Pas à pas, elle se penche sur sa guitare et se met à composer tant et plus, modelant ses chansons sur les scènes anonymes de San Francisco, ville qu’elle a rejointe après avoir quitté sa Nevada City natale. A peine un an plus tard, ses petites histoires sont enregistrées, et les CD vendus à l’issue des concerts ou donnés aux copains. Comble de l’ironie, c’est en Europe qu’est publié ce premier album. Les malins qui ont eu la bonne idée de jeter une oreille sur la très jolie compilation de Fargo, Even Cowgirls Get The Blues, ont eu la chance d’apprécier “The Pirate’s Gospel”, la redoutable chanson titre.

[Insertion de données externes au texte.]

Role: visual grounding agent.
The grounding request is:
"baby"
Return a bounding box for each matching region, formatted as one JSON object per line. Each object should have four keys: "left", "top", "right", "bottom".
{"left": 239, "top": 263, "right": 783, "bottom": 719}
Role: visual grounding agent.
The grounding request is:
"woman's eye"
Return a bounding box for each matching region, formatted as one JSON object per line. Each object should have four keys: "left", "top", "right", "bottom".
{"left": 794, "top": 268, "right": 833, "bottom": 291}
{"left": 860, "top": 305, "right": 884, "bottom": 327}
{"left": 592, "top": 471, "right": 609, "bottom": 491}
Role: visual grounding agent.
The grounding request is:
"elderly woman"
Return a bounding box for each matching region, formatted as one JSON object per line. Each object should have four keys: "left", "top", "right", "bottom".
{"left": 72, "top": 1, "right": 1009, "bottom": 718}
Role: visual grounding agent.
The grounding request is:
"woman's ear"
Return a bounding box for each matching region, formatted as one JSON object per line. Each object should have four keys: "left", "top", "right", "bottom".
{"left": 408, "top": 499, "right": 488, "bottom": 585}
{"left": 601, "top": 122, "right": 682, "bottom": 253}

Alela Diane conte des histoires de personnages disparus comme si elle montait à cru. Accrochée à la crinière du folk des grandes plaines, elle chante le plus simplement du monde, sans artifice vocal. Dès “Tired Feet”, le dépouillement est extrême, Alela y décrit les stigmates d’une longue marche introspective sur ses pauvres pieds, accompagnée d’une guitare sobre et de quelques choeurs mixtes venus de nulle part. “The Rifle” lui emboîte le pas en l’accélérant à peine, prolongeant le rêve sur une mélodie intemporelle. Et c’est enfin autour de “The Pirate’s Gospel” d’offrir ses charmes : un banjo, une guitare, une mélodie lancinante, des claquements de mains et surtout ce refrain dont les onomatopées pénètrent la moëlle épinière et nous transportent littéralement 250 ans en arrière, dans les grandes plaines du Nevada.

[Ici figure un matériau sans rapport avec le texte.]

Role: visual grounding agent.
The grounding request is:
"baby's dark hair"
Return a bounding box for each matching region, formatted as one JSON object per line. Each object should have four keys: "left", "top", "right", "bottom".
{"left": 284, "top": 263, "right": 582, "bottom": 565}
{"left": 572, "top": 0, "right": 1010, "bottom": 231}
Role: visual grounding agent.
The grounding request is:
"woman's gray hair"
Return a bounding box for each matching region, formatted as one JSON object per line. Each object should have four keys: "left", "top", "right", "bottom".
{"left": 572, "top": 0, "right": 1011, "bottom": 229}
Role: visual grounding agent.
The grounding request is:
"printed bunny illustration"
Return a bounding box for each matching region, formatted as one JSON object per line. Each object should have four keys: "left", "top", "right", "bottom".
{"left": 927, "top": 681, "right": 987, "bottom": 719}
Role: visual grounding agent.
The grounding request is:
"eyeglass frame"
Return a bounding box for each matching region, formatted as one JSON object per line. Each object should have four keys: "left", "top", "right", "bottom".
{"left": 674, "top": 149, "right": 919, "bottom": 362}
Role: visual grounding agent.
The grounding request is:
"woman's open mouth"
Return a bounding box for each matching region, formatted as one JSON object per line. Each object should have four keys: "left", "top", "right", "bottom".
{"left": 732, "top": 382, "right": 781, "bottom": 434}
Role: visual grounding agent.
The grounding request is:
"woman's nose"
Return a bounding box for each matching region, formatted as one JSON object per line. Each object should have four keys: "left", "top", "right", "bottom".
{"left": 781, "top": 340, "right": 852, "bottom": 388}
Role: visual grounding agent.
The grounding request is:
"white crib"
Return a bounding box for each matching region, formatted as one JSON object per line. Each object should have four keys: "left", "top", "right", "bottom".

Ainsi, la chronique d’une Amérique perdue s’écrit dans la poussière de la pointe d’un éperon, une main sur le coeur et l’autre en porte-voix. Cette Amérique-ci, on s’en doute, n’est pas celle des nantis et des boursicoteurs en herbe, mais celle des petites gens et des exclus de la course effrénée au soleil. La poignante “Can You Blame The Sky” dépeint avec une sobriété vertigineuse le déchirement d’une mère obligée d’abandonner son bébé, ne pouvant subvenir à ses besoins les plus élémentaires. Cette histoire, terrible, élaborée sous la forme de questionnement, est épargnée par le ton larmoyant qui aurait été utilisé entre d’autres mains. Seule la mandoline évoque, à la rigueur, un soupçon de tristesse. Le poids des mots et la force de la mélodie, une fois de plus, se suffisent largement, et confèrent la gravité nécessaire à un tel sujet sans pencher le moins du monde dans le pathos.

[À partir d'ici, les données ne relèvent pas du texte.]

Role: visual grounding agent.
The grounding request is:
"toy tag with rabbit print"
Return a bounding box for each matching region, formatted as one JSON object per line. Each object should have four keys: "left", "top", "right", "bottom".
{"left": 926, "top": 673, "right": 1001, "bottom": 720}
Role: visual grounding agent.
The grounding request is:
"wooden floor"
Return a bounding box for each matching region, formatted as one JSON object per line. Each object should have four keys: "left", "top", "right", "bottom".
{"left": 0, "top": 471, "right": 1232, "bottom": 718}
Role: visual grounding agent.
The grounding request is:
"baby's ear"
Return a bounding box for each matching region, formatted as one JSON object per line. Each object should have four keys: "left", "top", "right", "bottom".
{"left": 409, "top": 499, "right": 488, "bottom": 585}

Qu’à cela ne tienne, la musique est joyeuse aussi, d’où la ritournelle sifflotée de “Something’s Gone Awry” qui, en à peine 1’12, irradie le visage de la jeune artiste, poussant l’auditeur à en faire autant. Juste après, « Pieces Of String » (et ses enfants) résume à elle seule toute la force de The Pirate’s Gospel, soit une musique crue, dont la nudité ne gêne pas, une nudité plus naturelle qu’exhibitionniste, la vie tendue à de fines cordes (de guitare). Plus loin, même quand l’époque entre dans la musique d’Alela Diane, c’est sur la pointe des pieds, comme avec cette basse sur “Clickity Clack”, chef-d’oeuvre de poche, une chanson folk comme Cat Power ne sait plus en écrire depuis quelques années déjà.

Alela Diane plante ainsi, en quelques arpèges et une voix chaude et profonde, des chansons polies par le temps et brûlées au soleil, remontre la voie à suivre, rappelant à ses contemporains que le folk est d’abord et avant tout une histoire de tripes, et qu’il n’est pas né sur les bords de Woodstock à la fin des années 60. Pas besoin de grosses guitares ni de batterie, encore moins de déguisements pseudo-hippie pour faire authentique, puisque le chanteur qui s’y attaque sera de toute façon l’élément artificiel, le tâcheron. A lui de s’adapter à cette musique, sinon, qu’il passe son chemin. Si la femme est l’avenir de l’homme, Alela Diane démontre avec force qu’elle peut aussi être son passé. Brûlant et somptueux.